The longitudinal subdivision of the cerebellum is closely related to its output. The output of the cerebellum begin as axons from the Purkinje cells. The majority of these axons end on cerebellar nuclei, however a number of axons from the flocculonodular lobe (vestibulocerebellum) and from the lateral strip of the vermis of the rostral lobe synapse directly on vestibular nuclei. The signals from the Purkinje cells are inhibitory (GABA-ergic) whereas deep cerebellar nuclei receive excitatory imputs from mossy and climbing fibers, and send excitatory fibers to the cerebellar cortex and cerebrum and the brain stem nuclei. However, a subset of small neurons in cerebellar nuclei project inhibitory axons to the olivary nucleus providing a feedback.
The Purkinje cells from the vermis end in the fastigial nucleus. From this nucleus, axons leave the cerebellum through the corpus juxtarestiforme (the medial portion of the caudal cerebellar peduncle) to ipsi- and contralateral vestibular nuclei and through the corpus restiforme (the lateral portion of the caudal cerbellar peduncle) to other brain stem nuclei involved in maintaining the muscle tone, posture and eye movements. Lesions affecting this pathways produce and increased muscle tone and titubation.
Purkinje axons from the paravermis (the cortex of the cerebellar hemisphere close to the vermis) reach the interpositus nucleus. Purkinje axons from the rest of the cerebellar hemisphere cortex project to the dentate nucleus. From these two cerebellar nuclei axons leave the cerebellum through the rostral cerebellar peduncle (brachium conjuntivum) and cross the midline in the decussation of the rostral cebellar peduncles. The interpositus nucleus is connected with the red nucleus, and the dentate nucleus with the ventral lateral nucleus of the thalamus which relays to the cerebral cortex. They are involved in planning and initiation of movements involving multiple joints. Lesions affecting this pathways produce intention tremor and hypermetria.
Purkinje axons from the flocculonodular lobe (archicerebellum) and from the lateral strip of the vermis of the rostral lobe (paleocerebellum) leave the cerebellum directly through the corpus juxtarestiforme (the medial portion of the caudal cerebellar peduncle) to end in the vestibular nuclei to regulate equilibrium. Lesions affecting these pathways produce vestibular signs.
Many cerebellar neurons fire spontaneously. Neither Purkinje cells nor deep cerebellar nuclei cells have a true resting potential. A consequence of the spontaneous firing of the Purkinje neurons is that the cerebellar nuclei receive more basal inhibition than excitation. Most excitatory activity to the cerebellar nuclei arise from the mossy fibers. However, despite the large amount of inhibition they receive from the Purkinje cells, the cerebellar nuclei persist in firing tens of spikes per second.
It has been difficult to stablish a clear somatotopy of the cerebellar cortex as it has been done in the cerebral cortex because there are multiple representations of the same body parts in different sectors of the cerebellar cortex.

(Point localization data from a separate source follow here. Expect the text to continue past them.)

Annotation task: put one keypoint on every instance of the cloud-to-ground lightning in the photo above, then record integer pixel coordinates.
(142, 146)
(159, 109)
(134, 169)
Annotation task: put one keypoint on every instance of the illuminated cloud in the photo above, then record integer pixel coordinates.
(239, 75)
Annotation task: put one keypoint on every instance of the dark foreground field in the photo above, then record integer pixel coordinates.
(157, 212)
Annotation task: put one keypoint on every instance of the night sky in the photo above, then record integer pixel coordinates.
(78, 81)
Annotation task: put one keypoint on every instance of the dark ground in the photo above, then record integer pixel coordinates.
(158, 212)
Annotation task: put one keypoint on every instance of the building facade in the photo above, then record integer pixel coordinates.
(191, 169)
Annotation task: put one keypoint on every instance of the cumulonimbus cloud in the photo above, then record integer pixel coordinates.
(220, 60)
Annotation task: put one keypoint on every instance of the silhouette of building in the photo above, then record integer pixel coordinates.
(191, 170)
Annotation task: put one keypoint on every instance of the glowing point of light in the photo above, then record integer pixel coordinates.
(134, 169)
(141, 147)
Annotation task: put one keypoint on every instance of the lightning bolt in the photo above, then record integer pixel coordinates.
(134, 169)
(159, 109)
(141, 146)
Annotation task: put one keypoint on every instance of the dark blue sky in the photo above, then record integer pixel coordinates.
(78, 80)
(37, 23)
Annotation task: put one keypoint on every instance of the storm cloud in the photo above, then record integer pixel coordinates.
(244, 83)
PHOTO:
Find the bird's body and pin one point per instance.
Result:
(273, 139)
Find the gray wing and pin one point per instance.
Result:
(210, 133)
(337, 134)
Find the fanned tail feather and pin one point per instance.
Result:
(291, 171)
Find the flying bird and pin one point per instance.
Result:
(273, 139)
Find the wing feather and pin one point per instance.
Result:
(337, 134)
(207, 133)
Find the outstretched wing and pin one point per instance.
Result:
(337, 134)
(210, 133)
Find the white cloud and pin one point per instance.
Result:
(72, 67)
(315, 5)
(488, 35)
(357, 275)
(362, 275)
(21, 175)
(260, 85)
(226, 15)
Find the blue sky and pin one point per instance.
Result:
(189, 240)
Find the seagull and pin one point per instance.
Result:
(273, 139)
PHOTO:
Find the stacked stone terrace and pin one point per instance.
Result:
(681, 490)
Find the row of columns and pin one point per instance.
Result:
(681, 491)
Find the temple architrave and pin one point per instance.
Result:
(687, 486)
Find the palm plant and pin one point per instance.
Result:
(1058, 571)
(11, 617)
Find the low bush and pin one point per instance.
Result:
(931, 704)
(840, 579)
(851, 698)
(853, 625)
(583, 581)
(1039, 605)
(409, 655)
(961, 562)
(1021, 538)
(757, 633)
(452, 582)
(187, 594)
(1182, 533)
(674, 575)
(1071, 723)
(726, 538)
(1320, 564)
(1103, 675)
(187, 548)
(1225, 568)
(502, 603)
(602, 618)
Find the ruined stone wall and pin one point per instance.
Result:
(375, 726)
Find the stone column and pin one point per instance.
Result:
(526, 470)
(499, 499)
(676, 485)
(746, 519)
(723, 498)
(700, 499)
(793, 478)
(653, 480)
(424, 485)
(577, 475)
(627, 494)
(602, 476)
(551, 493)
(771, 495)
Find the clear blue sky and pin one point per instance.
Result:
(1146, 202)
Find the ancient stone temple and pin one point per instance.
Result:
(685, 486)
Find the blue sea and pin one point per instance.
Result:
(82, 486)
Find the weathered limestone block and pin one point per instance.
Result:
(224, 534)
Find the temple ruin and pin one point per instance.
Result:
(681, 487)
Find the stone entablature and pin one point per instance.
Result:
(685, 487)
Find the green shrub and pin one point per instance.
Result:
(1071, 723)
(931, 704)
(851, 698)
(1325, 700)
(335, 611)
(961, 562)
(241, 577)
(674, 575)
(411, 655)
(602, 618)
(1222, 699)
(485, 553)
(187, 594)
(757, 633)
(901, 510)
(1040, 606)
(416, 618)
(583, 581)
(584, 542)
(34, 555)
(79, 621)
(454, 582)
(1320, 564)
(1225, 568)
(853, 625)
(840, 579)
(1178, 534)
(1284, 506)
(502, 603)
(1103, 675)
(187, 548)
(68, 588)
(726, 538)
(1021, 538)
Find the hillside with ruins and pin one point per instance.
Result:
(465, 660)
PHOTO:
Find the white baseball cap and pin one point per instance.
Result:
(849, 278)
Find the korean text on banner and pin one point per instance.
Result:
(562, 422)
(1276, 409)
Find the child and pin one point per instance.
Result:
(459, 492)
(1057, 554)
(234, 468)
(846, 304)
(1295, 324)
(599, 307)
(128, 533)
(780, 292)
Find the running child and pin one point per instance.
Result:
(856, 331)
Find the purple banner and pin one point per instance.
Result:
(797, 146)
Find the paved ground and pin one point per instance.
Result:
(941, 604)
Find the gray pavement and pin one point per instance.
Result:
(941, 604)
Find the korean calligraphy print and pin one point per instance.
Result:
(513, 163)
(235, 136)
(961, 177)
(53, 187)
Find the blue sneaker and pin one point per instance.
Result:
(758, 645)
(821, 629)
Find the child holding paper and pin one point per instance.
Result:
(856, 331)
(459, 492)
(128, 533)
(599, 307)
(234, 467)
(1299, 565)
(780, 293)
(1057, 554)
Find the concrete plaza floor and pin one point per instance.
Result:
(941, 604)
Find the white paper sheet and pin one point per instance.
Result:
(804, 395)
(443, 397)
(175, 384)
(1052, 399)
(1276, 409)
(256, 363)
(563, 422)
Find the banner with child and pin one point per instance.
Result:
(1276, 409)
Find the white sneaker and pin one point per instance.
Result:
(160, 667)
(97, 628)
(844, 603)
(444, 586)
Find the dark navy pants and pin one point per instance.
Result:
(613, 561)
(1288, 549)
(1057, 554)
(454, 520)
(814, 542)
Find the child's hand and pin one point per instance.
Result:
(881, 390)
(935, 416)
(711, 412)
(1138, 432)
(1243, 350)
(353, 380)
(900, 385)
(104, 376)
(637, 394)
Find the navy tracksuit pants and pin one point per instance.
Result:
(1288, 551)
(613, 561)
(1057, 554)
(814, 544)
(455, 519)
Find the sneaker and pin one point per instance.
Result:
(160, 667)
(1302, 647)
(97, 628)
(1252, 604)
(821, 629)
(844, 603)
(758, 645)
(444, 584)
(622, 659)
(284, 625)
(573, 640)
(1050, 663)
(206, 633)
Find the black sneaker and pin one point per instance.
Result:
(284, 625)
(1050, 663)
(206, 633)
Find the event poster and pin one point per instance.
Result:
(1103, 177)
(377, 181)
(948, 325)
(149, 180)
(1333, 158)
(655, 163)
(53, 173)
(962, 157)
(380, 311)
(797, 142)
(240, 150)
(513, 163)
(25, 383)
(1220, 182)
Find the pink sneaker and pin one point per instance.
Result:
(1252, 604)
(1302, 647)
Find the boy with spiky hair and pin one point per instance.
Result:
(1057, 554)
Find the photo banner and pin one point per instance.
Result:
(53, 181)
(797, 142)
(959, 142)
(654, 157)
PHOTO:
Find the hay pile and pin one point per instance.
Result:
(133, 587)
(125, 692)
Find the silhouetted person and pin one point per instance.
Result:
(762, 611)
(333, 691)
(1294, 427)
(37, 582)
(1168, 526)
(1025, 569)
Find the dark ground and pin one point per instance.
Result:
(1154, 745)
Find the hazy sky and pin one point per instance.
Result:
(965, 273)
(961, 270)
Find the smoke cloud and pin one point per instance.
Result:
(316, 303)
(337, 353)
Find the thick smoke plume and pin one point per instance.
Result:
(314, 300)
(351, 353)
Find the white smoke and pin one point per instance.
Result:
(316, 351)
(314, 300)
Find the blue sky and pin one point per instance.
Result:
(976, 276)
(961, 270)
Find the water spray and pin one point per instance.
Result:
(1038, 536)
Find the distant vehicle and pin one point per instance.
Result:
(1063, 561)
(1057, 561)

However, in humans, the vermis of the rostral lobe of the cerebellum exerts its control over the shoulder, upper trunk and head, and the vermis of the caudal lobe exerts its control over lower trunk and pelvis. The fore limb is the most widely represented in the cerebellar hemisphere of the rostral lobe, whereas the hind limbs are widely represented in the cerebellar hemisphere of the caudal lobe. Disturbances of the rostral lobe tend to cause neurological signs in the head and neck, and control of the fore limbs. Disturbances of the caudal lobe may cause signs in the lower trunk and hind limb. The flocculonodular lobe is involved in equilibrium, so lesions affecting this lobe cause vestibular signs. (Manni, E. and Petrosini, L. Nature 246, Ma4rch 2004, Volume 5).
 Jan Evangelista Purkinje was a Czech physiologist that lived between 1787 and 1869. He described the cells that are now named after him.
 Rhythmic oscillation of the head or the trunk itself.
 Exaggerated movement of flexion and returned to ground with excessive extension.
 Pugh, J.R. and Raman, I.M. Nothing can be coincidence: synaptic inhibition and plasticity in the cerebellar nuclei. Trends in Neurosciences.